Turner would have had good reason to harbour such expectations. In 1833, the discussion of Turner’s pictures dominated the press coverage of the Exhibition, as it had done for many years, and most of it was favourable, if punctuated with doubts about his perceived departures from nature, doubts that were to become more frequent and more emphatic in the next decade. While The Morning Chronicle insisted that, “Turner has made no improvement by a better acquaintance with nature and common sense”,7 The Examiner praised “some splendid sea-pieces, conceived and executed in all the fervour of his poetic imagination.”8 

The digitisation of the sources of such newspaper and magazine reviews provides for a sense of comprehensiveness; we may convince ourselves that a search of these electronic resources reveals in its entirety the critical record of Exhibition. But there are other sources as well, in the form of unpublished comments in letters and notes, and notices in memoirs and autobiographies. Among these, we have one intriguing comment from a young American visitor, Thomas Gold Appleton, later notable as a publisher. In 1833, he remarked of Turner’s exhibits, in a letter home: “Ochre is his favourite tint and he is often called ‘The Ochre Man’”.9 William T. Whitley, quoting this comment, observed that “This may have been the case, but I have seen no reference to such a nickname in any book on Turner or in the comments on him in contemporary newspapers.”10 Subsequent art historians, and the digital archive now available, have not overturned Whitley’s comment, at least in its precise implications. There appear to be no further surviving references to Turner as “The Ochre Man”. The painter was, on a number of occasions, castigated for painting excessively yellow pictures, but none seem to have been so specific or insistent about his use of ochre in particular. If anything, Turner was in this year largely excused of this fault in the published criticism.

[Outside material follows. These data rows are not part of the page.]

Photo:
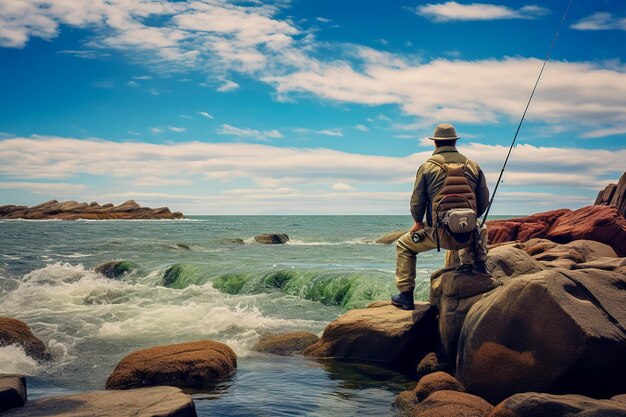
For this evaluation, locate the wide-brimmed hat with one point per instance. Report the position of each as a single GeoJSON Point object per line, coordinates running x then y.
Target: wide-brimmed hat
{"type": "Point", "coordinates": [444, 131]}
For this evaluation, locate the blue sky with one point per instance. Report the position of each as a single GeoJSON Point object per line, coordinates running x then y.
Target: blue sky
{"type": "Point", "coordinates": [217, 107]}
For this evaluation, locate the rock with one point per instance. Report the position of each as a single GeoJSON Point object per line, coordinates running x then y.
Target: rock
{"type": "Point", "coordinates": [452, 404]}
{"type": "Point", "coordinates": [272, 239]}
{"type": "Point", "coordinates": [598, 223]}
{"type": "Point", "coordinates": [507, 262]}
{"type": "Point", "coordinates": [437, 381]}
{"type": "Point", "coordinates": [115, 269]}
{"type": "Point", "coordinates": [16, 332]}
{"type": "Point", "coordinates": [381, 334]}
{"type": "Point", "coordinates": [567, 255]}
{"type": "Point", "coordinates": [453, 293]}
{"type": "Point", "coordinates": [191, 364]}
{"type": "Point", "coordinates": [533, 404]}
{"type": "Point", "coordinates": [144, 402]}
{"type": "Point", "coordinates": [614, 195]}
{"type": "Point", "coordinates": [236, 241]}
{"type": "Point", "coordinates": [286, 343]}
{"type": "Point", "coordinates": [430, 363]}
{"type": "Point", "coordinates": [391, 237]}
{"type": "Point", "coordinates": [551, 331]}
{"type": "Point", "coordinates": [72, 210]}
{"type": "Point", "coordinates": [12, 392]}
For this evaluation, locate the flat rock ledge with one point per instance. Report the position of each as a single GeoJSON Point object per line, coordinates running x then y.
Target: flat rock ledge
{"type": "Point", "coordinates": [143, 402]}
{"type": "Point", "coordinates": [285, 344]}
{"type": "Point", "coordinates": [192, 364]}
{"type": "Point", "coordinates": [380, 333]}
{"type": "Point", "coordinates": [73, 210]}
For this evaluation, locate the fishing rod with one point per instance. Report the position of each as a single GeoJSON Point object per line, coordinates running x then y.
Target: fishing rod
{"type": "Point", "coordinates": [519, 126]}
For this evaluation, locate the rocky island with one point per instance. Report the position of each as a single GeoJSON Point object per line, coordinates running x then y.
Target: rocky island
{"type": "Point", "coordinates": [73, 210]}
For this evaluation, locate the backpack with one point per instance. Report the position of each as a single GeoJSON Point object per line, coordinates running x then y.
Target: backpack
{"type": "Point", "coordinates": [454, 209]}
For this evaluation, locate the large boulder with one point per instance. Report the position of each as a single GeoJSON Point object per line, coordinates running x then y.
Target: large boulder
{"type": "Point", "coordinates": [599, 223]}
{"type": "Point", "coordinates": [452, 404]}
{"type": "Point", "coordinates": [191, 364]}
{"type": "Point", "coordinates": [12, 392]}
{"type": "Point", "coordinates": [453, 293]}
{"type": "Point", "coordinates": [286, 343]}
{"type": "Point", "coordinates": [144, 402]}
{"type": "Point", "coordinates": [553, 331]}
{"type": "Point", "coordinates": [272, 238]}
{"type": "Point", "coordinates": [389, 238]}
{"type": "Point", "coordinates": [534, 404]}
{"type": "Point", "coordinates": [383, 333]}
{"type": "Point", "coordinates": [16, 332]}
{"type": "Point", "coordinates": [115, 269]}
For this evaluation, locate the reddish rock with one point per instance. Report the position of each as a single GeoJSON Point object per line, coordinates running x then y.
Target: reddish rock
{"type": "Point", "coordinates": [437, 381]}
{"type": "Point", "coordinates": [599, 223]}
{"type": "Point", "coordinates": [192, 364]}
{"type": "Point", "coordinates": [452, 404]}
{"type": "Point", "coordinates": [16, 332]}
{"type": "Point", "coordinates": [73, 210]}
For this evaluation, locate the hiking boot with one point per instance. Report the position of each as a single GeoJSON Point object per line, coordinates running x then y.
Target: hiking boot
{"type": "Point", "coordinates": [481, 268]}
{"type": "Point", "coordinates": [404, 300]}
{"type": "Point", "coordinates": [464, 268]}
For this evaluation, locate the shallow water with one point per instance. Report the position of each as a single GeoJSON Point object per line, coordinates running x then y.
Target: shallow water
{"type": "Point", "coordinates": [223, 291]}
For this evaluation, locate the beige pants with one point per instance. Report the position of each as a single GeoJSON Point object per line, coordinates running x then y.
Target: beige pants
{"type": "Point", "coordinates": [407, 251]}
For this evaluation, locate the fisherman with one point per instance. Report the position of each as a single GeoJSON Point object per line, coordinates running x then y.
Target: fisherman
{"type": "Point", "coordinates": [449, 189]}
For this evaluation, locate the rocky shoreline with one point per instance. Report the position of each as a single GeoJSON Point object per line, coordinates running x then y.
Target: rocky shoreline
{"type": "Point", "coordinates": [73, 210]}
{"type": "Point", "coordinates": [545, 335]}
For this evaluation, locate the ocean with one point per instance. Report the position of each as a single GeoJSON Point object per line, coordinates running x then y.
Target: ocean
{"type": "Point", "coordinates": [216, 289]}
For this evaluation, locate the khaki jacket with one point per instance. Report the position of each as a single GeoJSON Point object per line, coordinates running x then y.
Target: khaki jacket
{"type": "Point", "coordinates": [430, 178]}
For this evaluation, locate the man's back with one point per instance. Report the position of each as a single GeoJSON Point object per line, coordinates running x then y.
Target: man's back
{"type": "Point", "coordinates": [431, 176]}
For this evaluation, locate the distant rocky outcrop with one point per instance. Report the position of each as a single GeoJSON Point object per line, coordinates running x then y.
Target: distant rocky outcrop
{"type": "Point", "coordinates": [286, 343]}
{"type": "Point", "coordinates": [143, 402]}
{"type": "Point", "coordinates": [599, 223]}
{"type": "Point", "coordinates": [73, 210]}
{"type": "Point", "coordinates": [16, 332]}
{"type": "Point", "coordinates": [614, 195]}
{"type": "Point", "coordinates": [272, 238]}
{"type": "Point", "coordinates": [191, 364]}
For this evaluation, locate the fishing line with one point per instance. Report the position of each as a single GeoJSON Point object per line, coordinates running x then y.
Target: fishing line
{"type": "Point", "coordinates": [519, 126]}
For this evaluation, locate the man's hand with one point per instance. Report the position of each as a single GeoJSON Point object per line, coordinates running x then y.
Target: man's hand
{"type": "Point", "coordinates": [416, 226]}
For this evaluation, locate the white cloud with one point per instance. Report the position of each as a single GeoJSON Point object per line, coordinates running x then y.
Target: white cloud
{"type": "Point", "coordinates": [249, 133]}
{"type": "Point", "coordinates": [449, 11]}
{"type": "Point", "coordinates": [206, 114]}
{"type": "Point", "coordinates": [601, 21]}
{"type": "Point", "coordinates": [342, 186]}
{"type": "Point", "coordinates": [227, 86]}
{"type": "Point", "coordinates": [330, 132]}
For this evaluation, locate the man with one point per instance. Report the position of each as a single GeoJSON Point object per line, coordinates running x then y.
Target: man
{"type": "Point", "coordinates": [429, 181]}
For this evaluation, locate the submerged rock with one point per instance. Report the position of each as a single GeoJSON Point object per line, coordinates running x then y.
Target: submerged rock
{"type": "Point", "coordinates": [115, 269]}
{"type": "Point", "coordinates": [12, 392]}
{"type": "Point", "coordinates": [16, 332]}
{"type": "Point", "coordinates": [191, 364]}
{"type": "Point", "coordinates": [533, 404]}
{"type": "Point", "coordinates": [286, 343]}
{"type": "Point", "coordinates": [144, 402]}
{"type": "Point", "coordinates": [272, 239]}
{"type": "Point", "coordinates": [389, 238]}
{"type": "Point", "coordinates": [551, 331]}
{"type": "Point", "coordinates": [383, 333]}
{"type": "Point", "coordinates": [73, 210]}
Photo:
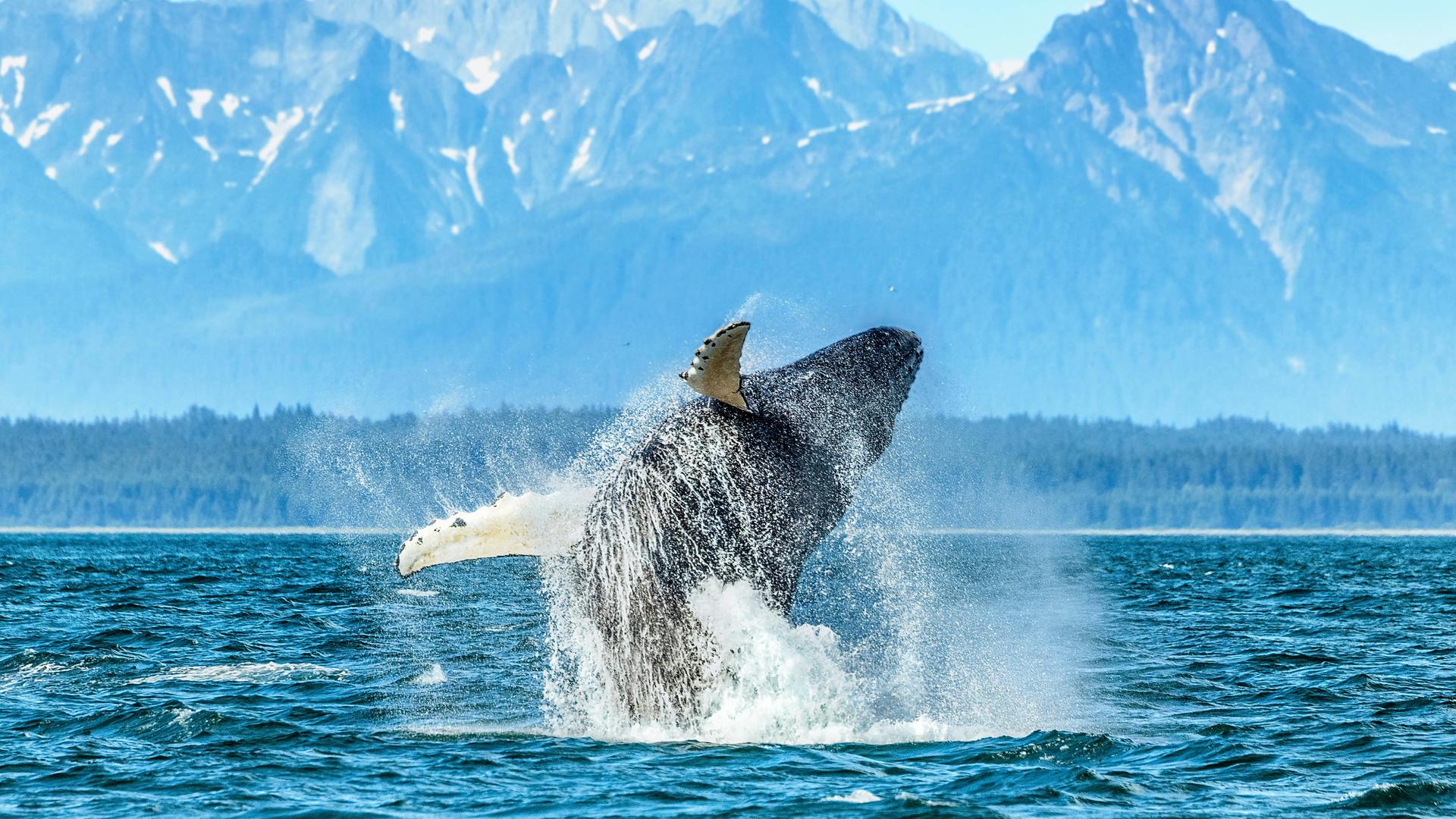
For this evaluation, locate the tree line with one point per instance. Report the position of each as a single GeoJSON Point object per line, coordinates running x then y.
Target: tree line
{"type": "Point", "coordinates": [300, 468]}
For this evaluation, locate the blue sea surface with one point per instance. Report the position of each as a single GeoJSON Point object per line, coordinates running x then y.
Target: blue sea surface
{"type": "Point", "coordinates": [1117, 675]}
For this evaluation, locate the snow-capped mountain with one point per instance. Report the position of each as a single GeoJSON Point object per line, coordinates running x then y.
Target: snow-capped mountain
{"type": "Point", "coordinates": [1282, 120]}
{"type": "Point", "coordinates": [185, 121]}
{"type": "Point", "coordinates": [1175, 209]}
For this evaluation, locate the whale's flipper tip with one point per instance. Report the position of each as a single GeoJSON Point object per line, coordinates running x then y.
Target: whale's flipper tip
{"type": "Point", "coordinates": [714, 371]}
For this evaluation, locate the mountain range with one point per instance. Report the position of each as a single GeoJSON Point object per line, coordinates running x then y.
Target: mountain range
{"type": "Point", "coordinates": [1174, 210]}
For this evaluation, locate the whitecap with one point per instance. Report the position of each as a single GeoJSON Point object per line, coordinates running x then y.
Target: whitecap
{"type": "Point", "coordinates": [858, 796]}
{"type": "Point", "coordinates": [255, 673]}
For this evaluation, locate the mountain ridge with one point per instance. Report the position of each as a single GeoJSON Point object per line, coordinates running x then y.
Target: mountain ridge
{"type": "Point", "coordinates": [1145, 200]}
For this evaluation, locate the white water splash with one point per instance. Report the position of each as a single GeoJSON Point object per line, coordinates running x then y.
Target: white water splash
{"type": "Point", "coordinates": [256, 673]}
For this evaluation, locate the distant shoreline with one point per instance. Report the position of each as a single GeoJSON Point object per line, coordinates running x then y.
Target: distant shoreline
{"type": "Point", "coordinates": [268, 531]}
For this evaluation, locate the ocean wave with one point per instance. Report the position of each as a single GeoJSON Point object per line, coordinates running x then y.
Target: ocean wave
{"type": "Point", "coordinates": [255, 673]}
{"type": "Point", "coordinates": [435, 675]}
{"type": "Point", "coordinates": [1426, 793]}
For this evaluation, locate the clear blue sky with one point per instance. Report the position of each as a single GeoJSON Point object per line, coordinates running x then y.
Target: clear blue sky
{"type": "Point", "coordinates": [1009, 30]}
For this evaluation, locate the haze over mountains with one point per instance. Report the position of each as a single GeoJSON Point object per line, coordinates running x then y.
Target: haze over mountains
{"type": "Point", "coordinates": [1178, 209]}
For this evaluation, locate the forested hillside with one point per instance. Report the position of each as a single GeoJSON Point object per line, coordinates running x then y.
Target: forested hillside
{"type": "Point", "coordinates": [299, 468]}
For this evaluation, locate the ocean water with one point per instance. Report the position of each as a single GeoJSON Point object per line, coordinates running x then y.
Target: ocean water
{"type": "Point", "coordinates": [949, 675]}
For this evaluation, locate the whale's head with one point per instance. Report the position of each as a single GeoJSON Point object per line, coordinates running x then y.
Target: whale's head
{"type": "Point", "coordinates": [846, 395]}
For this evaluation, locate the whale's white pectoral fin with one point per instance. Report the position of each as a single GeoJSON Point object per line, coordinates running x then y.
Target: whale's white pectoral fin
{"type": "Point", "coordinates": [529, 525]}
{"type": "Point", "coordinates": [714, 371]}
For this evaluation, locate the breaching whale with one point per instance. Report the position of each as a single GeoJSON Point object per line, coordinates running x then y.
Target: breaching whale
{"type": "Point", "coordinates": [739, 485]}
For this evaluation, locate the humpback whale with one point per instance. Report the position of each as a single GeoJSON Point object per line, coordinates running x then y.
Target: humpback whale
{"type": "Point", "coordinates": [737, 485]}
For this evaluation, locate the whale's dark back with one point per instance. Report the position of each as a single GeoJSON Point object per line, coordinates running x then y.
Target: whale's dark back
{"type": "Point", "coordinates": [734, 496]}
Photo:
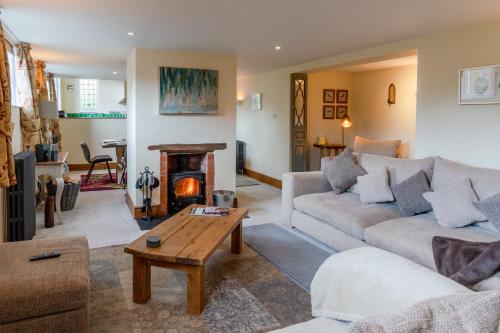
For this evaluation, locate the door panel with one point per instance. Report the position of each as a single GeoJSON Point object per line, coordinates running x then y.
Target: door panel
{"type": "Point", "coordinates": [298, 109]}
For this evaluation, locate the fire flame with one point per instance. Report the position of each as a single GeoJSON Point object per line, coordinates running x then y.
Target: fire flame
{"type": "Point", "coordinates": [187, 187]}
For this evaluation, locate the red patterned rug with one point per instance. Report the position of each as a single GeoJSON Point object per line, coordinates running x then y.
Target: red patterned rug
{"type": "Point", "coordinates": [100, 182]}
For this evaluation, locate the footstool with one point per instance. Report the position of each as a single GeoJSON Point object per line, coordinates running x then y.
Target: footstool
{"type": "Point", "coordinates": [48, 295]}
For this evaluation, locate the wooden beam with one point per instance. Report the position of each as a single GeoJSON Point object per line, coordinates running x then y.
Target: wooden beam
{"type": "Point", "coordinates": [199, 148]}
{"type": "Point", "coordinates": [263, 178]}
{"type": "Point", "coordinates": [86, 166]}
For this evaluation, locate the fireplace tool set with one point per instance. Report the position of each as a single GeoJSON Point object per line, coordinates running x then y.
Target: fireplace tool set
{"type": "Point", "coordinates": [147, 182]}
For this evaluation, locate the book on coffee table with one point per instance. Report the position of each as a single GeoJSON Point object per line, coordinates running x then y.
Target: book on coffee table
{"type": "Point", "coordinates": [209, 211]}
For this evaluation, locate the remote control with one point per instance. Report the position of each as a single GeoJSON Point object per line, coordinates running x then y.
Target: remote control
{"type": "Point", "coordinates": [45, 256]}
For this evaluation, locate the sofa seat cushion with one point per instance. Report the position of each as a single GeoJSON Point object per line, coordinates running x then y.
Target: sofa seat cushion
{"type": "Point", "coordinates": [411, 237]}
{"type": "Point", "coordinates": [345, 211]}
{"type": "Point", "coordinates": [39, 288]}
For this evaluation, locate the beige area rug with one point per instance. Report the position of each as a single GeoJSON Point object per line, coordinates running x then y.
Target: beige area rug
{"type": "Point", "coordinates": [244, 293]}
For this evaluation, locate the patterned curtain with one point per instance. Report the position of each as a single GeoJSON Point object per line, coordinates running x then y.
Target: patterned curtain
{"type": "Point", "coordinates": [7, 171]}
{"type": "Point", "coordinates": [52, 87]}
{"type": "Point", "coordinates": [54, 123]}
{"type": "Point", "coordinates": [28, 97]}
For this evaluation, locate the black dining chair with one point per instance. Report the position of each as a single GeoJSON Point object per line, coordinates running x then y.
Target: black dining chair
{"type": "Point", "coordinates": [93, 160]}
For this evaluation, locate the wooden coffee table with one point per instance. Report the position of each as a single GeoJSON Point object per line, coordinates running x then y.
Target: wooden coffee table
{"type": "Point", "coordinates": [186, 244]}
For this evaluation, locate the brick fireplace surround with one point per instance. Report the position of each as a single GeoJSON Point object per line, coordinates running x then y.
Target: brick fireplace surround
{"type": "Point", "coordinates": [168, 153]}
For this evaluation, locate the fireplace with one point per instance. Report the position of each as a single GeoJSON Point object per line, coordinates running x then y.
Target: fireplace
{"type": "Point", "coordinates": [185, 188]}
{"type": "Point", "coordinates": [187, 175]}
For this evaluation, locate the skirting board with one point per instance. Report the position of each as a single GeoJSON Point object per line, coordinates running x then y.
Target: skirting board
{"type": "Point", "coordinates": [263, 178]}
{"type": "Point", "coordinates": [86, 166]}
{"type": "Point", "coordinates": [136, 210]}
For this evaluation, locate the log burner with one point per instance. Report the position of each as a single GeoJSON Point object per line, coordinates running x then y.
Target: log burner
{"type": "Point", "coordinates": [187, 174]}
{"type": "Point", "coordinates": [185, 188]}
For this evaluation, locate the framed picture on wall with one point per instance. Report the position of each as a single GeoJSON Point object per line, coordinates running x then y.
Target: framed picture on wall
{"type": "Point", "coordinates": [188, 90]}
{"type": "Point", "coordinates": [328, 111]}
{"type": "Point", "coordinates": [256, 101]}
{"type": "Point", "coordinates": [328, 95]}
{"type": "Point", "coordinates": [341, 111]}
{"type": "Point", "coordinates": [342, 96]}
{"type": "Point", "coordinates": [479, 85]}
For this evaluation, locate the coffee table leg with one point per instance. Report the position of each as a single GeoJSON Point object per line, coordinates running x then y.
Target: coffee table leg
{"type": "Point", "coordinates": [196, 290]}
{"type": "Point", "coordinates": [236, 239]}
{"type": "Point", "coordinates": [141, 280]}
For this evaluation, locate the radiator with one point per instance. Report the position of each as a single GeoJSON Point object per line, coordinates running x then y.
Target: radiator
{"type": "Point", "coordinates": [21, 206]}
{"type": "Point", "coordinates": [240, 157]}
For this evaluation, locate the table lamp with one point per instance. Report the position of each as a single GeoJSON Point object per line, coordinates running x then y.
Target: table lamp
{"type": "Point", "coordinates": [345, 123]}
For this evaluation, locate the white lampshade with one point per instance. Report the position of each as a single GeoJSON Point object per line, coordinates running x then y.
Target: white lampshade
{"type": "Point", "coordinates": [48, 110]}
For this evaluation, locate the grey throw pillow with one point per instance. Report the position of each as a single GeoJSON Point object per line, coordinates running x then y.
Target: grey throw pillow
{"type": "Point", "coordinates": [374, 187]}
{"type": "Point", "coordinates": [454, 206]}
{"type": "Point", "coordinates": [384, 148]}
{"type": "Point", "coordinates": [409, 194]}
{"type": "Point", "coordinates": [342, 171]}
{"type": "Point", "coordinates": [490, 208]}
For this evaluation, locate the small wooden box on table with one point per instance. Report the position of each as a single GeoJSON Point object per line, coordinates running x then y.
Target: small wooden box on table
{"type": "Point", "coordinates": [187, 242]}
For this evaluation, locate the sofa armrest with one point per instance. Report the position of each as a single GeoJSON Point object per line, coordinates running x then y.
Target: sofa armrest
{"type": "Point", "coordinates": [368, 281]}
{"type": "Point", "coordinates": [300, 183]}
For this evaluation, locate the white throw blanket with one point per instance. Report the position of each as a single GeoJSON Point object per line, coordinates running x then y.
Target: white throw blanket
{"type": "Point", "coordinates": [368, 281]}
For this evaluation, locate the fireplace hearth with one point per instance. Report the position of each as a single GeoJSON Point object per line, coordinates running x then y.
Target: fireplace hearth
{"type": "Point", "coordinates": [187, 175]}
{"type": "Point", "coordinates": [185, 188]}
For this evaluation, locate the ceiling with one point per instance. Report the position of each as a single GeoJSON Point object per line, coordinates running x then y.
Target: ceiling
{"type": "Point", "coordinates": [89, 38]}
{"type": "Point", "coordinates": [383, 64]}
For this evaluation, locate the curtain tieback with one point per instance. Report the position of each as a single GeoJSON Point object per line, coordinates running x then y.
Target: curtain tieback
{"type": "Point", "coordinates": [6, 135]}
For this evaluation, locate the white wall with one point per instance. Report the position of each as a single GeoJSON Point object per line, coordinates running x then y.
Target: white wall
{"type": "Point", "coordinates": [148, 127]}
{"type": "Point", "coordinates": [109, 93]}
{"type": "Point", "coordinates": [91, 131]}
{"type": "Point", "coordinates": [316, 125]}
{"type": "Point", "coordinates": [467, 134]}
{"type": "Point", "coordinates": [375, 119]}
{"type": "Point", "coordinates": [265, 132]}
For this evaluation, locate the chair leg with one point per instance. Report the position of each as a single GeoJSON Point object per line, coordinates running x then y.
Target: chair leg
{"type": "Point", "coordinates": [124, 172]}
{"type": "Point", "coordinates": [89, 173]}
{"type": "Point", "coordinates": [109, 171]}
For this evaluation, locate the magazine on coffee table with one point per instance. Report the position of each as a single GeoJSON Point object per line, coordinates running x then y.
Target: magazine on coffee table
{"type": "Point", "coordinates": [209, 211]}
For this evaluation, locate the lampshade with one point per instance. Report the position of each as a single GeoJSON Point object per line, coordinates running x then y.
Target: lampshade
{"type": "Point", "coordinates": [48, 110]}
{"type": "Point", "coordinates": [346, 121]}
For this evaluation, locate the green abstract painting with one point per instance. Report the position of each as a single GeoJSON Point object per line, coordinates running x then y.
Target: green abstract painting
{"type": "Point", "coordinates": [188, 90]}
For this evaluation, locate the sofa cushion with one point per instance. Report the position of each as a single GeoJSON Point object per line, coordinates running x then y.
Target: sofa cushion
{"type": "Point", "coordinates": [490, 208]}
{"type": "Point", "coordinates": [399, 169]}
{"type": "Point", "coordinates": [384, 148]}
{"type": "Point", "coordinates": [342, 171]}
{"type": "Point", "coordinates": [375, 187]}
{"type": "Point", "coordinates": [409, 194]}
{"type": "Point", "coordinates": [44, 287]}
{"type": "Point", "coordinates": [454, 206]}
{"type": "Point", "coordinates": [411, 237]}
{"type": "Point", "coordinates": [345, 211]}
{"type": "Point", "coordinates": [486, 182]}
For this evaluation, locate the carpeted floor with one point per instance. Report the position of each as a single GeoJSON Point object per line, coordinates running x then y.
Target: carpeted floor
{"type": "Point", "coordinates": [100, 182]}
{"type": "Point", "coordinates": [293, 255]}
{"type": "Point", "coordinates": [244, 293]}
{"type": "Point", "coordinates": [242, 181]}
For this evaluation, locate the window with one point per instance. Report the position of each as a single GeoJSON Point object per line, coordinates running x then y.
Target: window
{"type": "Point", "coordinates": [12, 72]}
{"type": "Point", "coordinates": [88, 95]}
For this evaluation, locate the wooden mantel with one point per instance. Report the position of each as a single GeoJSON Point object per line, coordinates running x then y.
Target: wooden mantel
{"type": "Point", "coordinates": [198, 148]}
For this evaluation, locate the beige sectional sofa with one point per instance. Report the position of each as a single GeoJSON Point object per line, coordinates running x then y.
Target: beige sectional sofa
{"type": "Point", "coordinates": [343, 222]}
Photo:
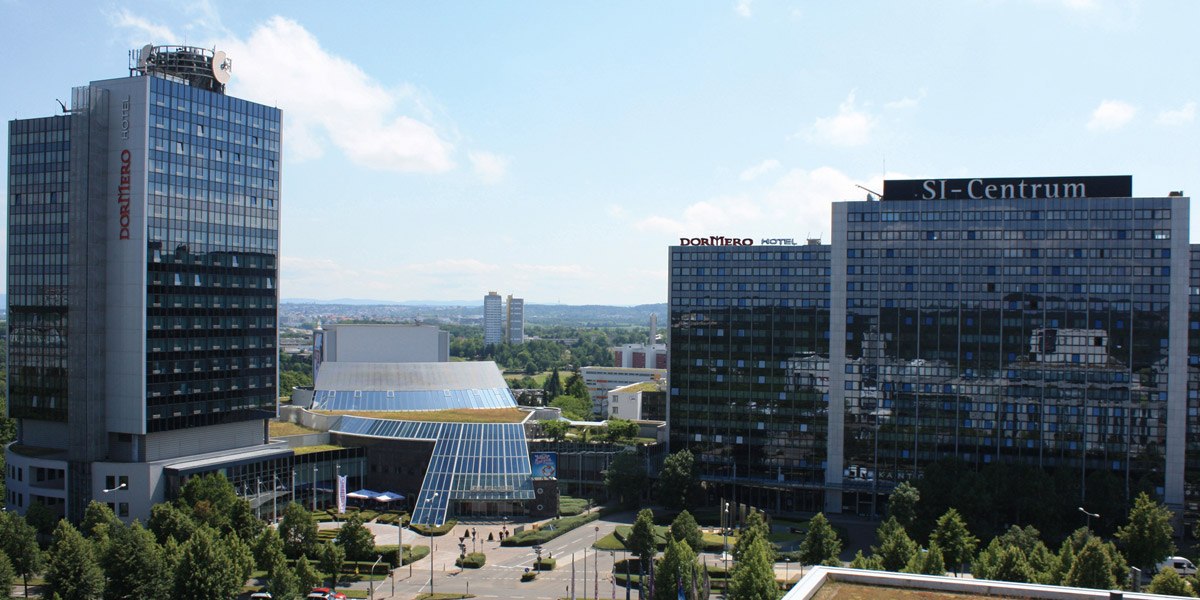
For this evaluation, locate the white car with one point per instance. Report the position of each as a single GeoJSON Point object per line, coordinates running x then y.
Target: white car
{"type": "Point", "coordinates": [1179, 564]}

A further notice in The Examiner praised his exhibits of this year, for their “chaste, natural and original style”, setting this against the “pictorial abortions” of recent shows, including “yellow and ugly Jessicas and jaundiced Pilates” referring to Turner’s widely disparaged figurative subjects of 1830.11 Another reviewer said that Turner puts the viewer in fear of “yellow fever”, although the Van Goyen—the picture most likely to have attracted Gold’s comment about the predominance of an “ochre sail”—was excused from this fault, being “cooler” in tone.12

Gold’s claim that Turner was commonly known as the “Ochre Man” seems hard to explain with reference to documented instances of the use of the phrase. There are several possibilities here. One is that Appleton is drawing more generically from the language of contemporary published criticism, but inventing the phrase itself for literary effect or perhaps even from a sense of propriety. Referring to Turner as the “Ochre Man” would certainly be in better taste that repeating the quip about “yellow fever”, at least for reader in America (where the perils of the disease were felt far more immediately and greatly). The rough and tumble, bad taste, and cruel humour characteristic of critical discourse in the metropolis was thus dampened down in favour of a kind of calm tastefulness we would recognise as “Victorian”. The other, of course, is that he is reporting an aural record, something that he’d heard said. In that he points to the virtually irrecoverable archive of multitudinous exchanges and references, allusions and quips, glances and gestures, that actually made up the moment of reception, and are only faintly captured in the more informal records. Gold’s elusive “Ochre Man” is a reminder of the limits of our historical comprehension of the Exhibition as a lived experience, the fullness of which lies beyond even the dramatically enhanced digital archive available to us now.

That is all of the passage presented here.